Se, por outro lado, a cotejarmos com a redução tida por constitucionalmente admissível no acórdão n.º 396/2011, é manifesta a acentuação do grau de sacrifício causado às posições que já eram afetadas pela Lei n.º 55-A/2010. Verifica-se, na verdade, que, em todos os níveis remuneratórios superiores a € 1500, sobe significativamente a taxa de redução, com destaque para os segmentos inferiores aos que agora ficam sujeitos à taxa máxima.

Mas a diferença que ressalta com mais evidência é a incidência de reduções, pela Lei n.º 83-C/2013, sobre montantes remuneratórios que delas estavam isentos, pela Lei n.º 55-A/2010. Referimo-nos às retribuições dentro do espectro delimitado por € 675 e € 1500. É certo que continuam a ficar de fora as remunerações de menor valor e que a taxa aplicável, no limiar mais baixo (2,5%), em si mesma e em montante absoluto, não atinge expressão muito significativa. Simplesmente, são afetados rendimentos salariais de tal modo exíguos que qualquer redução tem um forte impacto patrimonial subjetivo negativo e causa um grau de sacrifício qualitativamente muito superior à sua quantificação objetiva.
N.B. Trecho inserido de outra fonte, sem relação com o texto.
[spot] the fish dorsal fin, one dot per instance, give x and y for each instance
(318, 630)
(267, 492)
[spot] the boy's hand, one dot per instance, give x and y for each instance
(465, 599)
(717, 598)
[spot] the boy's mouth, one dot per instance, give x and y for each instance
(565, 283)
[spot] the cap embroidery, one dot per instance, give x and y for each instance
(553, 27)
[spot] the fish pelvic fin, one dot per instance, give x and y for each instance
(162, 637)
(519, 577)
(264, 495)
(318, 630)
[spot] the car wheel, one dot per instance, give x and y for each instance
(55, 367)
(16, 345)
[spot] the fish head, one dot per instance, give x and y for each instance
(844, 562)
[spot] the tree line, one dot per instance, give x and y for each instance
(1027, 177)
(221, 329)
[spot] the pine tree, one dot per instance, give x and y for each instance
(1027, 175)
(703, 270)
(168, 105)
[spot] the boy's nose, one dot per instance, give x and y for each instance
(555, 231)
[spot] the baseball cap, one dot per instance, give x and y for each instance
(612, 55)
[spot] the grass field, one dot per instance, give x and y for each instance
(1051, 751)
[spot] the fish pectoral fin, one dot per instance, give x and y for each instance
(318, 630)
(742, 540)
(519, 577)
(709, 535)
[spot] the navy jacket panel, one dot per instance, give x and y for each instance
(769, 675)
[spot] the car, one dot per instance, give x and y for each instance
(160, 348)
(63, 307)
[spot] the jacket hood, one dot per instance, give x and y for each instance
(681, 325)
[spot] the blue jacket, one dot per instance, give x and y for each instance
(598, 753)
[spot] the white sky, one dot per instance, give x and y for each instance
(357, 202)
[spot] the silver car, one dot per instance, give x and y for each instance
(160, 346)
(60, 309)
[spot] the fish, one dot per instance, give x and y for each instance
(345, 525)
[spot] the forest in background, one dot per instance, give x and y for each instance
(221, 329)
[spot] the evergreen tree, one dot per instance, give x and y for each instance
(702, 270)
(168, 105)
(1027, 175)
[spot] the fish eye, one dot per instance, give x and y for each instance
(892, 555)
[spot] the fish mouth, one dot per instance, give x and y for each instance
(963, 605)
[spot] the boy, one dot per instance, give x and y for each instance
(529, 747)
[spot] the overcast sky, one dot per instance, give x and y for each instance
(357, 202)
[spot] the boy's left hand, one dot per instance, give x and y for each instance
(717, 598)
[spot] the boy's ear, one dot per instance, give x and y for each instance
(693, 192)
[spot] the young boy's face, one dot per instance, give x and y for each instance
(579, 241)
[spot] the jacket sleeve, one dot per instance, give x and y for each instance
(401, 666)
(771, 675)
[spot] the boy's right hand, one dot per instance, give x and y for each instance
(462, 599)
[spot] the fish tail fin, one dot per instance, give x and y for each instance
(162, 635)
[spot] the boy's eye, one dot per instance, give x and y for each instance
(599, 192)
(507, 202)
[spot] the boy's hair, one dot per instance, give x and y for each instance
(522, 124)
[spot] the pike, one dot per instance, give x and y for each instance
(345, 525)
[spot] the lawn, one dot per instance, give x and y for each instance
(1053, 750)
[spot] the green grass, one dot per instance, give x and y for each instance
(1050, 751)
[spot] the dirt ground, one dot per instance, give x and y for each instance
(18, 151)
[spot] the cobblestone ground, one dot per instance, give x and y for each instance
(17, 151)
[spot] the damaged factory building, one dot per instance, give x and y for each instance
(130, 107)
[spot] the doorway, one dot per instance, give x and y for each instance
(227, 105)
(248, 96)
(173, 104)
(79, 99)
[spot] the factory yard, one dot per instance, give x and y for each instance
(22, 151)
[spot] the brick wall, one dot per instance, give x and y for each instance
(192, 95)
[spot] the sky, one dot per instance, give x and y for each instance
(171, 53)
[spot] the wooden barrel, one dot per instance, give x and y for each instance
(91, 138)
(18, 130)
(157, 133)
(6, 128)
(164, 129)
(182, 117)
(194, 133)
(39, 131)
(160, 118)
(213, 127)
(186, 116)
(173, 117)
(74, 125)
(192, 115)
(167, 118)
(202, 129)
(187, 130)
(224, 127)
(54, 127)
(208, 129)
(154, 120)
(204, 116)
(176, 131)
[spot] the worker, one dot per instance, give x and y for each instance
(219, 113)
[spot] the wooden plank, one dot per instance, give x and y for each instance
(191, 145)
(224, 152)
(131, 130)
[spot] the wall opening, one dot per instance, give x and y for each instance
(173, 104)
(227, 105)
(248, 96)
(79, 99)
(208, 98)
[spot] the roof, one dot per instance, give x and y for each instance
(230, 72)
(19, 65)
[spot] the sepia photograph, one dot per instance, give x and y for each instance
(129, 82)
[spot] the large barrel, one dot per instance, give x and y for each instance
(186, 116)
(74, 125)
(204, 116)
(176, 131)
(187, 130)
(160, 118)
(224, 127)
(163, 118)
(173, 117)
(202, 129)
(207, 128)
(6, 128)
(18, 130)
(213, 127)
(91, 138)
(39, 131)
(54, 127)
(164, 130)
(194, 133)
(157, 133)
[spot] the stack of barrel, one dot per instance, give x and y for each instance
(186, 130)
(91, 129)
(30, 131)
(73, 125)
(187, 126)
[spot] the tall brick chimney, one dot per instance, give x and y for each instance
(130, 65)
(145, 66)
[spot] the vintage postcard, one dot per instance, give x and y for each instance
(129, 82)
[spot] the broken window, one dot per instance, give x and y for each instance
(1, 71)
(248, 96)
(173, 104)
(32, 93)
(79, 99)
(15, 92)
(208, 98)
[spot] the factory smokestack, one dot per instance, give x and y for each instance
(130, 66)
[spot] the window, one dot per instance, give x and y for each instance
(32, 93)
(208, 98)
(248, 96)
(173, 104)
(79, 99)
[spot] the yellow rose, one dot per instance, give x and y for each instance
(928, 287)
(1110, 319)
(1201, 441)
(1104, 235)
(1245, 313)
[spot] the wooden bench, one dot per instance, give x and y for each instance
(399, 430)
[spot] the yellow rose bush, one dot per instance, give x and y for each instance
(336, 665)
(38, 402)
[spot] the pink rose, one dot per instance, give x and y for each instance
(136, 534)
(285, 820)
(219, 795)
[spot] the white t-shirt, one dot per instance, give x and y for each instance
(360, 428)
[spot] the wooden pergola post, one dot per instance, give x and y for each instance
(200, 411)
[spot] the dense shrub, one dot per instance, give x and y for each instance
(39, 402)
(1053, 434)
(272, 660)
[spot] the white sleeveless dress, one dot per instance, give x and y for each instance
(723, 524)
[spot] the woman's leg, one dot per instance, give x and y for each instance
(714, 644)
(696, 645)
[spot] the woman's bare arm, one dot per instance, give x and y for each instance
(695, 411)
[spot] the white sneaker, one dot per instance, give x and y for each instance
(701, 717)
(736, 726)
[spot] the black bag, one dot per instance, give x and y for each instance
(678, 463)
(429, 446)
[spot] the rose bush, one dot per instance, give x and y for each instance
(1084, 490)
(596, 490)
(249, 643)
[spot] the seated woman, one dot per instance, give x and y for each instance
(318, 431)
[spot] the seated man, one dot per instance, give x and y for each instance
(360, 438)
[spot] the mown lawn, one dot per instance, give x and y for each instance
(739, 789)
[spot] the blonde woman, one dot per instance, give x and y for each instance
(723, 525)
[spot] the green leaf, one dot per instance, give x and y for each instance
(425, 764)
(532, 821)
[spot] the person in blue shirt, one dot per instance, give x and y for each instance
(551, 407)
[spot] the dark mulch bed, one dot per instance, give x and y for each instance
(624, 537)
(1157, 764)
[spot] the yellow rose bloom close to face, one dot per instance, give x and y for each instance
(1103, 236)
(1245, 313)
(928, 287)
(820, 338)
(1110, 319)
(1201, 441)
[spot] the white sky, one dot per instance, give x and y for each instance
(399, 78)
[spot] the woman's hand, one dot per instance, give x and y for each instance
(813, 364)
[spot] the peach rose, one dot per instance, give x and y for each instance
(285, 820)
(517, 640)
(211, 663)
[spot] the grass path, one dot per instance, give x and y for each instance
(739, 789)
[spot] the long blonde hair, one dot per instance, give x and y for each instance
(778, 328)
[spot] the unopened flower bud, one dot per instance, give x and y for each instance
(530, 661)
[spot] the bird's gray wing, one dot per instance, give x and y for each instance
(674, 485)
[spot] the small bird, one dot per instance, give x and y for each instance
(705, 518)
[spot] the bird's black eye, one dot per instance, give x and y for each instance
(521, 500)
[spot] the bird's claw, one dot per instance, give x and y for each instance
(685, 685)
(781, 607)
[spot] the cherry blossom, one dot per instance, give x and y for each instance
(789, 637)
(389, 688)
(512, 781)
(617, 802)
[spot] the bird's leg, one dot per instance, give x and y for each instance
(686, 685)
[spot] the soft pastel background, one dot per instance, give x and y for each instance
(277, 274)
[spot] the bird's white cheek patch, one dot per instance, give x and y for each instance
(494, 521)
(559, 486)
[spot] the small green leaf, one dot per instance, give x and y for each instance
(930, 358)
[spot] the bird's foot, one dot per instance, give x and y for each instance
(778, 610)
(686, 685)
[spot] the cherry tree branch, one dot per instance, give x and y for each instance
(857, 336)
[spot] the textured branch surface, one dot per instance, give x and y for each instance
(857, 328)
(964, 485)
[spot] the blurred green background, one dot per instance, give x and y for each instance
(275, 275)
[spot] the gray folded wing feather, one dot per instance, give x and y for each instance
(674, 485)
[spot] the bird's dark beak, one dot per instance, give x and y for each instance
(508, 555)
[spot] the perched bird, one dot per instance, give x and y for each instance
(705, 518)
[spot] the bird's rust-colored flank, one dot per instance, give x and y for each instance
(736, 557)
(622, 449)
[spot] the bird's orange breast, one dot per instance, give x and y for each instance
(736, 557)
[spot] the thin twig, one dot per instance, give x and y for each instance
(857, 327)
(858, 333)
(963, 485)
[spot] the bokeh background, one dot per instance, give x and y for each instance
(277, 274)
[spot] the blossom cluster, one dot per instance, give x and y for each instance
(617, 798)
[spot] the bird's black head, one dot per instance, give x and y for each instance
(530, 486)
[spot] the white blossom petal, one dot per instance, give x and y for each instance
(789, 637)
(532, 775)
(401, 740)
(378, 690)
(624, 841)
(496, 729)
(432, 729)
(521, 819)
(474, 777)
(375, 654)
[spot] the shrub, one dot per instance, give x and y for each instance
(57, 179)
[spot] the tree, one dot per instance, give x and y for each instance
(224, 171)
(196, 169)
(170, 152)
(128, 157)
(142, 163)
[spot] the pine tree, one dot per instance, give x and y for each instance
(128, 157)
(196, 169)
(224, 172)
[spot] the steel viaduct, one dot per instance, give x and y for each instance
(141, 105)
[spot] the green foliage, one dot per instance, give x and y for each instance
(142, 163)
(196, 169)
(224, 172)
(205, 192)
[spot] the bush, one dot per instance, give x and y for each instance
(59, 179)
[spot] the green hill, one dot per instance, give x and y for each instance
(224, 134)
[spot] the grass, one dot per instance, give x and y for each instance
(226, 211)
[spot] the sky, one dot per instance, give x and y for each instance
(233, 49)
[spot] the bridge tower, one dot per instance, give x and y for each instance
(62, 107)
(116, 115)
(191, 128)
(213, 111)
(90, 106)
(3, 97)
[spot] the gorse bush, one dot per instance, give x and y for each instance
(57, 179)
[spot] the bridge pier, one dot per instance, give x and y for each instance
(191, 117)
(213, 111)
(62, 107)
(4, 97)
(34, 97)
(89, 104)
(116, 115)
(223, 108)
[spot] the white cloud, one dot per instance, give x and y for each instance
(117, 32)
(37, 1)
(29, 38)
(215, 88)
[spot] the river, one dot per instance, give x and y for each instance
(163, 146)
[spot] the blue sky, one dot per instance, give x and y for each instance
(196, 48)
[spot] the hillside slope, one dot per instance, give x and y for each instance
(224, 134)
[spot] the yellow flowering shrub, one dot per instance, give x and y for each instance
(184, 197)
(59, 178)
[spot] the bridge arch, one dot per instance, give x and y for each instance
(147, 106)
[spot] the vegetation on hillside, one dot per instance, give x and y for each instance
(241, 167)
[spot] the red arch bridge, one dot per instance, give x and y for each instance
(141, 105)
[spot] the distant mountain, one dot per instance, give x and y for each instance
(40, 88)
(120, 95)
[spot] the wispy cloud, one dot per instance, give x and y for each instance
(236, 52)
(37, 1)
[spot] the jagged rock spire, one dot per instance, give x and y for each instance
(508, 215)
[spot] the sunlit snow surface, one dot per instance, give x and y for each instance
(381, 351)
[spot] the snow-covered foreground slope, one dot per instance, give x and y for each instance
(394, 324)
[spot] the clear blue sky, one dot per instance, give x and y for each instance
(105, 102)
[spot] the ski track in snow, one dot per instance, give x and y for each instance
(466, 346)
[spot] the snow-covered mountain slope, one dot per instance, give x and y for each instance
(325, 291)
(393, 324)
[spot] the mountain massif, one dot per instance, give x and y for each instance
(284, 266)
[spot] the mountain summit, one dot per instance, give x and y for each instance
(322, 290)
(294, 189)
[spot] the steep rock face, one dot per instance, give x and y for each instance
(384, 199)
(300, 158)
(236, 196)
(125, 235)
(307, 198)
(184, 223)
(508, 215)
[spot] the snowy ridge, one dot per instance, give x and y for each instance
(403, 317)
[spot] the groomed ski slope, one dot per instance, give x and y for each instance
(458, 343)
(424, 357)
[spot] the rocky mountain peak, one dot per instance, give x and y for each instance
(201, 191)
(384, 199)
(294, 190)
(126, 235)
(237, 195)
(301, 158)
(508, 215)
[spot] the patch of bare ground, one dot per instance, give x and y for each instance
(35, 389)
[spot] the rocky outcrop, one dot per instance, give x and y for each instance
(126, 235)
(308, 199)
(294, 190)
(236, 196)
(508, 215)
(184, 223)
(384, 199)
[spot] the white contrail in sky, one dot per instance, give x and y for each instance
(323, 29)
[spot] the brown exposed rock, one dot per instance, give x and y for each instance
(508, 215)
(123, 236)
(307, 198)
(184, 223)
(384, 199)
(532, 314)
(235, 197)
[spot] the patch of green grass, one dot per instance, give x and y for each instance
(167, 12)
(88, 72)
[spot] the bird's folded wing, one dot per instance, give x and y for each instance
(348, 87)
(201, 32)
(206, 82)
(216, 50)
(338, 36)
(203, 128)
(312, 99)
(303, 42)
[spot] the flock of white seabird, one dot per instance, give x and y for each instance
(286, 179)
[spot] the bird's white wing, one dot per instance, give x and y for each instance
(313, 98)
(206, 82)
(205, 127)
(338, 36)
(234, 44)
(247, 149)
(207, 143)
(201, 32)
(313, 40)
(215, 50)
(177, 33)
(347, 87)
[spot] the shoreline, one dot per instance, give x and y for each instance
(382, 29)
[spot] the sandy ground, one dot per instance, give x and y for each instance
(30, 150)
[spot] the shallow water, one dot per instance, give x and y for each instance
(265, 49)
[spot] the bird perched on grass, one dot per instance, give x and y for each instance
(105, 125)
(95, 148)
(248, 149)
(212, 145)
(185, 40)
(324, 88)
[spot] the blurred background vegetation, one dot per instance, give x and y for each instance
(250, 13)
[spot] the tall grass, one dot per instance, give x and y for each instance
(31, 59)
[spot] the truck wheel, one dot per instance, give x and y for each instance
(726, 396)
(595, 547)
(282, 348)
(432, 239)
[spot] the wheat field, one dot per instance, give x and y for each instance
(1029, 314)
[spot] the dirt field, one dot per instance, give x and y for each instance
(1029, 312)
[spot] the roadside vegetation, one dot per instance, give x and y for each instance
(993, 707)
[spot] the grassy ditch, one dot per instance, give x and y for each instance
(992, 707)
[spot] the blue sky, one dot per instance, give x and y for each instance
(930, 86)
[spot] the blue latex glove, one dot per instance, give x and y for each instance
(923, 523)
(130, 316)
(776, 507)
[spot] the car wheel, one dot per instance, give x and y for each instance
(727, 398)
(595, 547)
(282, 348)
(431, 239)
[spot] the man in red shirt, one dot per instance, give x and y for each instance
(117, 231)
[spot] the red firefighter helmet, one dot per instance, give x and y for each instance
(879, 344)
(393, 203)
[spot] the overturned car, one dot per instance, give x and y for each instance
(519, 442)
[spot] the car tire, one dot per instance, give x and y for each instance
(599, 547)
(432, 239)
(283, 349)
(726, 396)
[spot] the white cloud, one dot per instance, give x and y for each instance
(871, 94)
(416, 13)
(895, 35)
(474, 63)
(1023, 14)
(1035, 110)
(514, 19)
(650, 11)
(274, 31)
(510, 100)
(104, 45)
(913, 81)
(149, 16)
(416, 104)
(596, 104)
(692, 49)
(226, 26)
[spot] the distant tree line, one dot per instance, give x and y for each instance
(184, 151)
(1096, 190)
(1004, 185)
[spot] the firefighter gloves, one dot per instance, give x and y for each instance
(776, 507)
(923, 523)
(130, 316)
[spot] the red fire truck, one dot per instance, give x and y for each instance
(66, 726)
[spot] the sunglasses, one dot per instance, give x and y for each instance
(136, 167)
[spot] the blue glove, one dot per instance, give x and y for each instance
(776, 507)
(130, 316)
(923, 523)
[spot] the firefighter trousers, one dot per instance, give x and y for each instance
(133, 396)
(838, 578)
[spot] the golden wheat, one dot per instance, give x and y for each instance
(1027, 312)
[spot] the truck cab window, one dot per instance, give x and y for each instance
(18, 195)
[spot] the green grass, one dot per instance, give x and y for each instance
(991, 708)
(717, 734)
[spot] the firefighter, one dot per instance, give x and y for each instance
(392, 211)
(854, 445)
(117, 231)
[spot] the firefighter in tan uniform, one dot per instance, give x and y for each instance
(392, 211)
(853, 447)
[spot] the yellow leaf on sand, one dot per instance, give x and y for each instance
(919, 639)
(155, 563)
E relembre-se que, no acórdão n.º 396/2011, a isenção de que gozavam as remunerações inferiores a € 1500 foi ponderada no juízo de proporcionalidade e de contenção dentro dos “limites do sacrifício” então emitido e que o acórdão n.º 187/2013, quanto à remunerações situadas entre € 675 e € 1500, sujeitas agora a redução entre 2,5% e 8,41 %, considerou serem “de tal modo exíguas que um sacrifício adicional por via da supressão, ainda que parcial, de complementos salariais que integram a retribuição, [era] já de si excessivamente gravoso”, o que justificava, do “ponto de vista do princípio da igualdade, dificuldades acrescidas de validação constitucional, tendo em conta que rendimentos muitíssimo superiores, inclusive rendimentos do trabalho”, se mantinham imunes às medidas.